Deep Learning Weekly: Self-Supervised Learning Deep Dive
An introduction to self-supervised learning, a recent technique which has the potential to radically change how we build ML models
Today, we send you our third deep dive! Our aim is to provide a precise examination of a given topic. Today we dive into self-supervised learning, a recent technique aiming to apply supervised learning methods to an unlabeled dataset.
We give a technical description of the field, an overview of its main applications as of today, and we show how it could significantly impact how we build ML models in the future.
Self-Supervised Learning: What is it About?
Using supervised learning, we are able to build ML models which perform exceptionally well on certain complex tasks, such as language translation or image classification. Training those models requires large-scale labeled datasets, containing several millions or billions data points. Building datasets at this scale may be a time-consuming, expensive and error prone step. Also, this may be the key issue in areas where high-quality data is scarce, like healthcare.
Over the last years, transfer learning has emerged as a reference technique to solve part of this issue. The idea is to start from a pre-trained model solving a problem similar to the target problem. Transfer learning has deeply impacted how we build ML models in many fields, and today, very few people train computer vision or natural language processing models from scratch. However, transfer learning is only part of the solution, in particular when the target problem is too specific.
Self-supervised learning is an emerging solution to these limitations, eliminating the necessity of data labeling. The technology started to gain more interest by 2018, and there is an increasing trend since then. It is often compared to unsupervised learning in that it doesn't need a labeled dataset. We think that this technique does not have the popularity it deserves, hence we’ve decided to write a deep dive on it.
Self-Supervised Learning: a Technical Description
The goal of self-supervised learning is to eliminate the necessity of building a labeled dataset to solve a learning task. Instead, the learning model trains itself by using labels that are naturally part of the data. For example, if one wants to train a model able to colorize black and white images, one can automatically build a training dataset formed with color images and the corresponding black and white images, without any need for human labeling. This is a use-case where self-supervised learning is an obvious solution to solve the problem.
In some other situations, self-supervised learning is not used to solve the target problem, but it is used instead to learn useful features by making predictions on some task which does not need human labeling. Those tasks are called pretext tasks, while the target problem is called the downstream task. For example, in NLP applications, a common pretext task is to learn word embeddings by filling the blanks in sentences, and the embeddings are then used to solve a downstream task (for example language translation).
It is important to remember at this stage the main challenge self-supervised learning will face in its development: defining and solving pretext tasks is an additional step which requires qualified time and computing resources compared to a traditional supervised learning framework.
The Main Applications
Whatever the field, the first question to answer when doing self-supervised learning is: “What pretext task should I use to learn useful features from my unlabeled dataset?”.
The first field where this technique has been used extensively, sometimes without calling it by its name, is Natural Language Processing. A common pretext task, introduced in the Word2Vec paper to learn word embeddings, is to predict a word in a sentence using the words around. This post on applications of self-supervised learning for NLP presents other pretext tasks commonly used, like sentence permutation or sentence order prediction.
Applications of self-supervised learning for computer vision tasks have been introduced more recently and show very promising early results. This interesting course, this paper or this shorter post give an overview of the pretext tasks usually defined in computer vision and of the early results at this point. The pretext tasks usually defined include the following:
Colorization of black and white images
An image is split into smaller patches, and the task is to predict a patch given the patches around, or to reorder the patches
Placing frames in the right order in a video
FAIR (Facebook AI Research) is particularly active on this topic and has released a library for state-of-the-art self-supervised learning, whose underlying concepts are wonderfully introduced in this lecture. Also, the application of self-supervised learning to train transformer architectures for computer vision has been the focus of recent work, as those architectures need huge training datasets. Finally, self-supervised learning is successfully applied for healthcare applications where data scarcity is the main limiting factor.
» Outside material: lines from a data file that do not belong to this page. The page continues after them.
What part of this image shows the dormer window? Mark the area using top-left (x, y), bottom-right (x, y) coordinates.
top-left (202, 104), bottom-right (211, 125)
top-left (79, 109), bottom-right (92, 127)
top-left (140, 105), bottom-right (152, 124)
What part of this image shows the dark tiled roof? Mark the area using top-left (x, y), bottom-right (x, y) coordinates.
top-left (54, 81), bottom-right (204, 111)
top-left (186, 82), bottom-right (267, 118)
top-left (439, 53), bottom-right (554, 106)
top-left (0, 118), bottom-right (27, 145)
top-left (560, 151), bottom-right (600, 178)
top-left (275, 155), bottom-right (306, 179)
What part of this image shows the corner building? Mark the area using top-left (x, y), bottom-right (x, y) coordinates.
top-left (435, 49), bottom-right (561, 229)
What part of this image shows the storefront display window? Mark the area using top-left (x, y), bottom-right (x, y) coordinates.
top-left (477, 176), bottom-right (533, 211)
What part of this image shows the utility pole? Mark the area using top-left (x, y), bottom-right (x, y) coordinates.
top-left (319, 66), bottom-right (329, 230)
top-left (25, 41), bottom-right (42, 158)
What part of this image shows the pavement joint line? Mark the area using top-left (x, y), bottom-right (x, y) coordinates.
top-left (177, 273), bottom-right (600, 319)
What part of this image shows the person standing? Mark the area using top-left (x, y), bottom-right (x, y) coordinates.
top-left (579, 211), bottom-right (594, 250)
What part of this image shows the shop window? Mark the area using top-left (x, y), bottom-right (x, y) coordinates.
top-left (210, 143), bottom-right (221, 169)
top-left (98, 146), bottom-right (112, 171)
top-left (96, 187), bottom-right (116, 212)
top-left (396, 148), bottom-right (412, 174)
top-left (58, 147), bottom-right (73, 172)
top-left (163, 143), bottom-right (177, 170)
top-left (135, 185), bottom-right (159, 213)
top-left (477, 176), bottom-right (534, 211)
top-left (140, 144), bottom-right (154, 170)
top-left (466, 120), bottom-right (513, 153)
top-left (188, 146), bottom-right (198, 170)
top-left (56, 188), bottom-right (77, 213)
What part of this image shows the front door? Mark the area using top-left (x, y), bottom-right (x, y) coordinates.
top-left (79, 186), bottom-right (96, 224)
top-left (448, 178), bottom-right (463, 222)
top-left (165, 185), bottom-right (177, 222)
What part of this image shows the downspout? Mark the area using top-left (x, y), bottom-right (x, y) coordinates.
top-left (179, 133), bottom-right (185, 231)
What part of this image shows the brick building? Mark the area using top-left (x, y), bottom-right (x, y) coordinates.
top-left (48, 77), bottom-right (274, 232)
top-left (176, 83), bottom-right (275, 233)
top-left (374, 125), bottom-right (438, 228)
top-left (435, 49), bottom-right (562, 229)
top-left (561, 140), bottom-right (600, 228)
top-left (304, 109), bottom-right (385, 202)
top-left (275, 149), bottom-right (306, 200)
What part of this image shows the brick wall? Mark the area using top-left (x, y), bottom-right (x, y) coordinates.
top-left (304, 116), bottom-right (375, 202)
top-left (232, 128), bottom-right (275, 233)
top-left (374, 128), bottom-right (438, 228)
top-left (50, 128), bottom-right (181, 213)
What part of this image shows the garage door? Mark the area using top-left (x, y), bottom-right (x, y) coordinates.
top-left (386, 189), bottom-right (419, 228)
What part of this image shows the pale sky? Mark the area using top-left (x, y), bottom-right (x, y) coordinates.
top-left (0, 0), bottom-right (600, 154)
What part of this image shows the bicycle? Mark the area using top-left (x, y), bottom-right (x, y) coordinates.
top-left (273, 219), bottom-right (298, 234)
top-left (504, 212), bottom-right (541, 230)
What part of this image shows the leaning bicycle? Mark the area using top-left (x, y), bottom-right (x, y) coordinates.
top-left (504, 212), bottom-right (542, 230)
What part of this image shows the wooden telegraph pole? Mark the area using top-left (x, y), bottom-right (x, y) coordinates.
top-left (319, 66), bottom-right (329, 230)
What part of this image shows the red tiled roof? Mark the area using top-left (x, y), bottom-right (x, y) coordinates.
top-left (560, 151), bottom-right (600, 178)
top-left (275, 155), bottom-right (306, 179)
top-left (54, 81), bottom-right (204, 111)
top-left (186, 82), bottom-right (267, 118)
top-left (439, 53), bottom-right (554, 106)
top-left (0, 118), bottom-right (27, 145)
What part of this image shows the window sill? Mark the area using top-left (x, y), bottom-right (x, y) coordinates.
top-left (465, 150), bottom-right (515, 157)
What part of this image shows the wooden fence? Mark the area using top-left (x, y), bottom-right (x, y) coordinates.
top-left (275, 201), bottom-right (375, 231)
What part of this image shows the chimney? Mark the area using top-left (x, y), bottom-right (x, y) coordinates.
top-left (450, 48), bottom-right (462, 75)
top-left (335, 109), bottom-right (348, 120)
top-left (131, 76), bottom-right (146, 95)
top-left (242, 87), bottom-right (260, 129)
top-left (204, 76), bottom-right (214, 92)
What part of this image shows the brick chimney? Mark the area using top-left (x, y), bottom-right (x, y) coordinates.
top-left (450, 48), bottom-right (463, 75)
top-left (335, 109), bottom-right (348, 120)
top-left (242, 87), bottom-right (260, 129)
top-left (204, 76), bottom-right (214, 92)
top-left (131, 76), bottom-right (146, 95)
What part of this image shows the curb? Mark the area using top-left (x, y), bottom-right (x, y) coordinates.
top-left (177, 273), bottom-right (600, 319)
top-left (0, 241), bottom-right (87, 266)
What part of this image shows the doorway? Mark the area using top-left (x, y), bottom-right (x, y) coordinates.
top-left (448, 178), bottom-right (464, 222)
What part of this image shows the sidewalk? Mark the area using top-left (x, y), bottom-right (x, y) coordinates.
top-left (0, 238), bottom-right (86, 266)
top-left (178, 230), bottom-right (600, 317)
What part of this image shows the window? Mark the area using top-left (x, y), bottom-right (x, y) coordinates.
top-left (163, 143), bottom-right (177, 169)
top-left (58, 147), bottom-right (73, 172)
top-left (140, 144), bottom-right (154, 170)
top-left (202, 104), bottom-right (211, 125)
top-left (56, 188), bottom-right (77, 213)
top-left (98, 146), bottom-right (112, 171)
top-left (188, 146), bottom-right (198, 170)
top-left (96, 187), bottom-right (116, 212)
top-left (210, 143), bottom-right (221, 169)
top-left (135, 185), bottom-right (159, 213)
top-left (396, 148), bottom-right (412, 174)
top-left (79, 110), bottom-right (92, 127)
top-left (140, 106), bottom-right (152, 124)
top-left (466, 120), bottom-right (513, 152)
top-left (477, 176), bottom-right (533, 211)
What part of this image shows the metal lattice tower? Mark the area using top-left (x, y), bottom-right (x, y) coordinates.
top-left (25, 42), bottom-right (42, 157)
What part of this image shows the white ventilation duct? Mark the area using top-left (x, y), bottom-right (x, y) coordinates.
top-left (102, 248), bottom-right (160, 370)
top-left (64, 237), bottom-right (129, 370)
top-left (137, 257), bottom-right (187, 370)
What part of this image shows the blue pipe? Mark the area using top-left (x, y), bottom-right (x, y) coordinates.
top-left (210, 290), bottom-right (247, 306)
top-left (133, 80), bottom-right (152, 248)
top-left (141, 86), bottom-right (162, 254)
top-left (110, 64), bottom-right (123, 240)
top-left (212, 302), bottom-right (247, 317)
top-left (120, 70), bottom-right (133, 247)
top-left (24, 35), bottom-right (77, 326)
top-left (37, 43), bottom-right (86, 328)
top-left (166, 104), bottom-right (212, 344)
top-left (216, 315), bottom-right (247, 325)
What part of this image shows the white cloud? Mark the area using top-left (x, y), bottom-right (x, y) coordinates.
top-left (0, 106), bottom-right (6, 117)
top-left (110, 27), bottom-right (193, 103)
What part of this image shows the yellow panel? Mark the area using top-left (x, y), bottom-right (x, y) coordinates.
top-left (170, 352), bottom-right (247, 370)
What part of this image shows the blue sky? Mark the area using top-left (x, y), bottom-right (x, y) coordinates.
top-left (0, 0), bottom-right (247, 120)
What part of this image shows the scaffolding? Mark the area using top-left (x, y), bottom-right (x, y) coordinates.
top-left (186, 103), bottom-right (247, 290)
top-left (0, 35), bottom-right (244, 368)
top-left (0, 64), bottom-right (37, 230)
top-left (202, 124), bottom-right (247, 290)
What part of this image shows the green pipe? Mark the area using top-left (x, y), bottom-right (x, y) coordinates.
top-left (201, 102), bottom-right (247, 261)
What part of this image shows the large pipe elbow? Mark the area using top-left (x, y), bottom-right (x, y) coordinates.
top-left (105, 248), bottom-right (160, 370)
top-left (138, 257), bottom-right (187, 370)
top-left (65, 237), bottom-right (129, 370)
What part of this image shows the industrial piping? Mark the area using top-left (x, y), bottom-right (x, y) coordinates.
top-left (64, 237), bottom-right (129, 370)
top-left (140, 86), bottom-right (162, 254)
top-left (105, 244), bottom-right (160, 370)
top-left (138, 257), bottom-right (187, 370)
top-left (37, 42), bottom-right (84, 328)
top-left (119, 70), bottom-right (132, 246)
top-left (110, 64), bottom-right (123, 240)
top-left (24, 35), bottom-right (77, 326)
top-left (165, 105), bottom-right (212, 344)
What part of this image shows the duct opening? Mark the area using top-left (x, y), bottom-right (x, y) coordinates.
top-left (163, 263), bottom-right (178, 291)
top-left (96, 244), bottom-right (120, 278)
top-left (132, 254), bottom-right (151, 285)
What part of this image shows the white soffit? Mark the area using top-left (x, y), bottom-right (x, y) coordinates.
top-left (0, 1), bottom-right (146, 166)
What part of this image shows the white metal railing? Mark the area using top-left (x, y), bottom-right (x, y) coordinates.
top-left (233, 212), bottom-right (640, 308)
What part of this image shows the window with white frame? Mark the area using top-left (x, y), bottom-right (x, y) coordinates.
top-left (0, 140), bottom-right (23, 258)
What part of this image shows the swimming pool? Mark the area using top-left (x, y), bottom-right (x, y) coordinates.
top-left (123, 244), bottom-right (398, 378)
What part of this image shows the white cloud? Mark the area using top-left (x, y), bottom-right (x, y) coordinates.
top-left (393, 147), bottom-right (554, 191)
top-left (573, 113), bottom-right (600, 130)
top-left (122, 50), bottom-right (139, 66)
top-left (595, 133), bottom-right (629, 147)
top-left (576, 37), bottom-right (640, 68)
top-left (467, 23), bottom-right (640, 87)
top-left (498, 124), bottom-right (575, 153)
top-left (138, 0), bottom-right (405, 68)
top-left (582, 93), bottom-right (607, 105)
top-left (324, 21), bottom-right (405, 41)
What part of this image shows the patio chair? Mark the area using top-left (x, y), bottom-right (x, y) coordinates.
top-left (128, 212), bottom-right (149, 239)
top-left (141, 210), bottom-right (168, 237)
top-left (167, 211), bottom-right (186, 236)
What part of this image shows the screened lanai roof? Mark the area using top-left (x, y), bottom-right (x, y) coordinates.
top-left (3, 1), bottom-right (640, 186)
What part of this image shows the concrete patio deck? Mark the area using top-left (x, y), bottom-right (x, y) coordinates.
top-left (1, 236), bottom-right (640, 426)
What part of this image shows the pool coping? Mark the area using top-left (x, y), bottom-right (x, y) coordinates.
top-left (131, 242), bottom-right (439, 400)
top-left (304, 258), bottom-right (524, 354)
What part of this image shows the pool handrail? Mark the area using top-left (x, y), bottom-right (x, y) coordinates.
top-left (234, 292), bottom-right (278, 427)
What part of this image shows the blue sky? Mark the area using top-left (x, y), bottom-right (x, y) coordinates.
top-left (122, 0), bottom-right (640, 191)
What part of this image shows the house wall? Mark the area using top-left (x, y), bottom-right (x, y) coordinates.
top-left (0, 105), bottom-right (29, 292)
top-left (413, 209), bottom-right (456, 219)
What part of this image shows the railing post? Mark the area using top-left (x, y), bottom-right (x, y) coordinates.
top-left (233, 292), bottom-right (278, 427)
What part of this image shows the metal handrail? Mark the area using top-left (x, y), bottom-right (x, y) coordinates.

Conclusion and Perspectives
We introduced this deep dive by stating that supervised learning enables us to build accurate systems solving diverse tasks, mainly in NLP and computer vision. As of today, the bottleneck of this approach is the need for always bigger datasets, often requiring manual data labeling. Also, this approach comes up with very specialized AI systems solving narrow tasks.
Self-supervised learning steps in at this point: it automatically generates labels from any unlabeled dataset and lets the machine come up with a solution without any human interference. It may be a step towards building more generalist AI models more similar to how human intelligence works.
Also, self-supervised learning is one of several methods aiming to make the most of unlabeled data, including for example semi-supervised learning, active learning or weakly supervised learning.